The Man From The Bitter Roots - Page 177/191

"When I first went down to work for him I advised steam but he goes ahead, and look what's happened--broke down and you can gamble he won't start up again." Lannigan added confidently as though he spoke from personal knowledge--"Them stockholders is done puttin' up money."

"I warned him about the grade he was givin' them sluice-boxes--I went to him first off, didn't I?" Yankee Sam looked around for confirmation. "Do you mind I said at the time he wasn't warshin' that dirt fast enough?"

"Anyhow," declared the Judge querulously, "he ought to 'a piped it off. T'were a hydraulickin' proposition. He could handle it just twice as fast at half the cost. I sent him down word when I heard what he was doin'."

"And wastin' money like he did on all them new style riffles--expanded metal and cocoa matting!
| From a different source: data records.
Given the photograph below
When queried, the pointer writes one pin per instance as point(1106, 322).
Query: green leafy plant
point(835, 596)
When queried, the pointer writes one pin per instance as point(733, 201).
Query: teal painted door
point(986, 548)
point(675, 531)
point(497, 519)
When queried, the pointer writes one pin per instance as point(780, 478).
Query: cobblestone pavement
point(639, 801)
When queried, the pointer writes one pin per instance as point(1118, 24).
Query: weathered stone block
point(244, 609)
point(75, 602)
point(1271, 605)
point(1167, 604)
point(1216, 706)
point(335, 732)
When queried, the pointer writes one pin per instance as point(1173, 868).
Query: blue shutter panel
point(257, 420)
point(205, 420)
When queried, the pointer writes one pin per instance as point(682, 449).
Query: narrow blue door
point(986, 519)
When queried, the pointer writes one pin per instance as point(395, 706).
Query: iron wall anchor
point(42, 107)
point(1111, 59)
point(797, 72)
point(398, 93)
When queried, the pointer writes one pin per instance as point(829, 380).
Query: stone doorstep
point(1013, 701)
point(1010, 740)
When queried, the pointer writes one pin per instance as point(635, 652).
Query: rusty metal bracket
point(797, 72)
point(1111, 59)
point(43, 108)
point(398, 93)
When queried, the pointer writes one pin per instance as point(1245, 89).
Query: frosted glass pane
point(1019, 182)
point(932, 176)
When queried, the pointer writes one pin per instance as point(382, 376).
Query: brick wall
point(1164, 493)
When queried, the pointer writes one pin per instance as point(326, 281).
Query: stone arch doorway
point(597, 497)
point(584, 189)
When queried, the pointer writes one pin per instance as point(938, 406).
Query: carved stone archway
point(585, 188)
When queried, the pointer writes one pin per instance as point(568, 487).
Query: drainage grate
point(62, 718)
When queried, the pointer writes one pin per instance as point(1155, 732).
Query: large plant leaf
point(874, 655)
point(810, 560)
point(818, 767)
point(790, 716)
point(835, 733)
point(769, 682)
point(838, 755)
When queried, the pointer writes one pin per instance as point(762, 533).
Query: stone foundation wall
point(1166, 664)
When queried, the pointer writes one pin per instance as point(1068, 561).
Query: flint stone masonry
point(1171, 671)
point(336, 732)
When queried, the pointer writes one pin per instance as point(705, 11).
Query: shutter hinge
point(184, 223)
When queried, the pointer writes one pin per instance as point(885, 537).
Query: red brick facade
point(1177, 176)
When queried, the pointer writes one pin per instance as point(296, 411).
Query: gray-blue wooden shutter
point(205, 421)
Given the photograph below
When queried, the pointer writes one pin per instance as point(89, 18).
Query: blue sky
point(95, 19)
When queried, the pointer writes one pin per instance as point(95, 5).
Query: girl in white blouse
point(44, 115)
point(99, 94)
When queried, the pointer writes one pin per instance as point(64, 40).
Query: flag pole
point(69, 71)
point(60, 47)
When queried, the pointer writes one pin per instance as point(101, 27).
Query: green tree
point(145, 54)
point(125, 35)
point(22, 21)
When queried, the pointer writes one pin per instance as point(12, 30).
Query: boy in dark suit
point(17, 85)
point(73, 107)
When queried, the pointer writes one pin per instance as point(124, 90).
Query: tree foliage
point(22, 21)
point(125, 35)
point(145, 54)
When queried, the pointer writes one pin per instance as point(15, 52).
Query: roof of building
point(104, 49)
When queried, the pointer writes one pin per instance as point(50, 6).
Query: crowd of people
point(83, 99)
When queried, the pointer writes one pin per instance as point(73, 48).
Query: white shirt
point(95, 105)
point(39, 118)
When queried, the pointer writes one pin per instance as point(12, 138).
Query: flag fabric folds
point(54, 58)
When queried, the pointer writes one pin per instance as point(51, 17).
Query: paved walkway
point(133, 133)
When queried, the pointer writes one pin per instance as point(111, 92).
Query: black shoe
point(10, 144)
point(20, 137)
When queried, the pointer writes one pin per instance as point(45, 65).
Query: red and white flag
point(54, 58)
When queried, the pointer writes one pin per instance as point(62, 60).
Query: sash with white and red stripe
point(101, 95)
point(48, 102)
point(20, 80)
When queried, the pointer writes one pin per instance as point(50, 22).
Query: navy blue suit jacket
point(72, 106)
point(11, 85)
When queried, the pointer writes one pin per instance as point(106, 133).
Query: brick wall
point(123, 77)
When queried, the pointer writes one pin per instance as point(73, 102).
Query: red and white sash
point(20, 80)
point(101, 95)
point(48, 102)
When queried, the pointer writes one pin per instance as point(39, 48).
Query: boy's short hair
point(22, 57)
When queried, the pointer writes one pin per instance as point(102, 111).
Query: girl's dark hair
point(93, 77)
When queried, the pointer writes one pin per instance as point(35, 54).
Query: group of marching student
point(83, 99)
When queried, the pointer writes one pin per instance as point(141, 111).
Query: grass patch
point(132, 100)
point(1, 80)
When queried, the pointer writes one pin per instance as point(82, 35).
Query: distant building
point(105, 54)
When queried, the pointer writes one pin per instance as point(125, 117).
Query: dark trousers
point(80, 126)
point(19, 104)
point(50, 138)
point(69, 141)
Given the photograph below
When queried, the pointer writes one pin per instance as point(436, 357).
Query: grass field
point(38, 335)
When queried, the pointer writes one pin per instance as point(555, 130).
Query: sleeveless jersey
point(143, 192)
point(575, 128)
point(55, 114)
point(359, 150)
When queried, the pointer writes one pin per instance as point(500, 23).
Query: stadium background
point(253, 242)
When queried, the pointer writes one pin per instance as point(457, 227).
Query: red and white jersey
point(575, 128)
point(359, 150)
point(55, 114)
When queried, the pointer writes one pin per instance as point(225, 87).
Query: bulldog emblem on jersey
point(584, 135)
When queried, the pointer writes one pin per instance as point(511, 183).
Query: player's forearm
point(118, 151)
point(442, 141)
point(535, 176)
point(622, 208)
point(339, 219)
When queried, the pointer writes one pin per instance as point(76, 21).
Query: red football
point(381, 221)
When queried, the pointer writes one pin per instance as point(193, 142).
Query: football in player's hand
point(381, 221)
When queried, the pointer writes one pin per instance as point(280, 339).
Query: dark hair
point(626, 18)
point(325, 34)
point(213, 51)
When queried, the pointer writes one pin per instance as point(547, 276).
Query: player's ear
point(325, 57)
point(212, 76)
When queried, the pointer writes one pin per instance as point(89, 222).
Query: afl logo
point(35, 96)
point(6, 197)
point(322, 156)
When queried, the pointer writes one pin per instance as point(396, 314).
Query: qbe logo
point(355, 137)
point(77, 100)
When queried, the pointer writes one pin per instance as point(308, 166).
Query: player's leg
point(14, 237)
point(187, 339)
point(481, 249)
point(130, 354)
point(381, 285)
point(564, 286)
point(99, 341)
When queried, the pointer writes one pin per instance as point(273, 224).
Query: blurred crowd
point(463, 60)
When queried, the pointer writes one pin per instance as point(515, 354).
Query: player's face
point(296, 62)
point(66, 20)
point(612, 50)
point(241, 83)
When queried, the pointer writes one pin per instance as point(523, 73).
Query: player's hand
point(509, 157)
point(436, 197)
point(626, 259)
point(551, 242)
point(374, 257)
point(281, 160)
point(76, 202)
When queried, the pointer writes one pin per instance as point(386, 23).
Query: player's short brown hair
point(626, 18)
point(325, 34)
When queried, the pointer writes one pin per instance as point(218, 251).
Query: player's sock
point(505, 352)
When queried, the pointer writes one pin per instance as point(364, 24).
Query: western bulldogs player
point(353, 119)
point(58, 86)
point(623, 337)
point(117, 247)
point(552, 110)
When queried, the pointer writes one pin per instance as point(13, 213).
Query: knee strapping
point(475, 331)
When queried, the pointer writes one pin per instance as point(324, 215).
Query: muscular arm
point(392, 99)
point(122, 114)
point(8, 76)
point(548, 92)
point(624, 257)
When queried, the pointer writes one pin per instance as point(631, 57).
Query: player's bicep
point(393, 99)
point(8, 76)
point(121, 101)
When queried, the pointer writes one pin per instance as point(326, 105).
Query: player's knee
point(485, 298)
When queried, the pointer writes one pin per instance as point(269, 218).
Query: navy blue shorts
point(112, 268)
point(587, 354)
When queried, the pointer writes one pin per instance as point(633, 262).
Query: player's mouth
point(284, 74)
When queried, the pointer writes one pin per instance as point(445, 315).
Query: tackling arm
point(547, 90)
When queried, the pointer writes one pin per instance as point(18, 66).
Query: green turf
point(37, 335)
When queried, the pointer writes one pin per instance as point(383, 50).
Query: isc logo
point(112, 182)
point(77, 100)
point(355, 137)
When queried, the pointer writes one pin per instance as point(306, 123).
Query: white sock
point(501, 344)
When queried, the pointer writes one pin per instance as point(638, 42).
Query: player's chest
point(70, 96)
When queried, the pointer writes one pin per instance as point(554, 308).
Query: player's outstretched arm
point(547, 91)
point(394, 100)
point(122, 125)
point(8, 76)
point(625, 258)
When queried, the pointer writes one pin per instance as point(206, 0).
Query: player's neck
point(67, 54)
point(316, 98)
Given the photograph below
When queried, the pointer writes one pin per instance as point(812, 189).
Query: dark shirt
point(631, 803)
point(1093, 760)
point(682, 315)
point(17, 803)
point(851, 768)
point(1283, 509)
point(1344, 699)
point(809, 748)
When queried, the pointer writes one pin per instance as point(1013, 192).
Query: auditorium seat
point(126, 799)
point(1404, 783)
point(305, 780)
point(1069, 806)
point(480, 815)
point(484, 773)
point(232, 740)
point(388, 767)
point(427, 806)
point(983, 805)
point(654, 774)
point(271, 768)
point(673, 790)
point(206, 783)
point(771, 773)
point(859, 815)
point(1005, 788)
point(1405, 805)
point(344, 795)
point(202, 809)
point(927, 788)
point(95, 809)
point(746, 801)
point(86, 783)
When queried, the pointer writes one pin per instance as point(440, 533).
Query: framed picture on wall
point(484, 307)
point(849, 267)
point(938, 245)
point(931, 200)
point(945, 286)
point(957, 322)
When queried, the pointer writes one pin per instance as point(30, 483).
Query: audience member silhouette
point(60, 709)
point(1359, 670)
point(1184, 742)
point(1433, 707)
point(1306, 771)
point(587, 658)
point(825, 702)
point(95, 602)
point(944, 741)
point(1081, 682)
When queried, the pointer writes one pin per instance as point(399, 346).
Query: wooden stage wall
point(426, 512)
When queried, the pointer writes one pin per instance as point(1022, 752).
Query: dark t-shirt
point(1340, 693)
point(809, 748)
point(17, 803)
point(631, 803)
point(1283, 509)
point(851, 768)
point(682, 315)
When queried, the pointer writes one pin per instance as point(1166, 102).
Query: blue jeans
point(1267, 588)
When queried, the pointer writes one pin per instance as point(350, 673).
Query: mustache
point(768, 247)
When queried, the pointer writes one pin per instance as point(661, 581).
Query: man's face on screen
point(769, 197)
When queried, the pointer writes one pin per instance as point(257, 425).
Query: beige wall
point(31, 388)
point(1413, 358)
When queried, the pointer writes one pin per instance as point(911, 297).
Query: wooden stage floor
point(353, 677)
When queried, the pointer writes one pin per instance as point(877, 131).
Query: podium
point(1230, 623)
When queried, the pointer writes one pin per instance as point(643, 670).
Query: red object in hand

Gimme pole riffles with a little strap-iron on the top and if you can't ketch it with that you can't ketch it with nothin'."

"Mostly," said Ma Snow who had come up behind the critic's chair unnoticed, "you've ketched nothin'." She went on in her plaintive voice: "It's a shame, that's what it is, that Bruce Burt didn't just turn over his business to you-all this summer. With shining examples of success to advise him, like's sittin' here burnin' up my wood t'hout offerin' to split any, he couldn't have failed. Personally, I wouldn't think of makin' a business move without first talkin' it over with the financiers that have made Ore City the money centre that it is!"

"Everybody can learn something," Yankee Sam retorted with a show of spirit.

"Not everybody," Ma Snow's voice had an ominous quaver, "or you'd a learned long ago that you can't knock that young man in my hearin'. I haven't forgot if you have, that the only real money that's been in the camp all Summer has come up from the river."

"We wasn't sayin' anything against him personal," the brash Samuel assured her hastily; but Bruce's champion refused to be mollified.

"What if he did shut down? What of it?" She glared defiance until her pale eyes watered with the strain. "I don't notice anybody here that's ever had gumption enough even to start up. What do you do?" She answered for them--"Jest scratch a hole in the ground, then set and wait for Capital to come and hand you out a million. I dast you to answer!"

It was plain from the silence that no one cared to remove the chip on Ma Snow's shoulder.

"I hear he aims to stay down there all winter alone and trap." Judge Petty made the observation for the sake of conversation merely, as the fact was as well known as that there were four feet of snow outside or that the camp was "busted."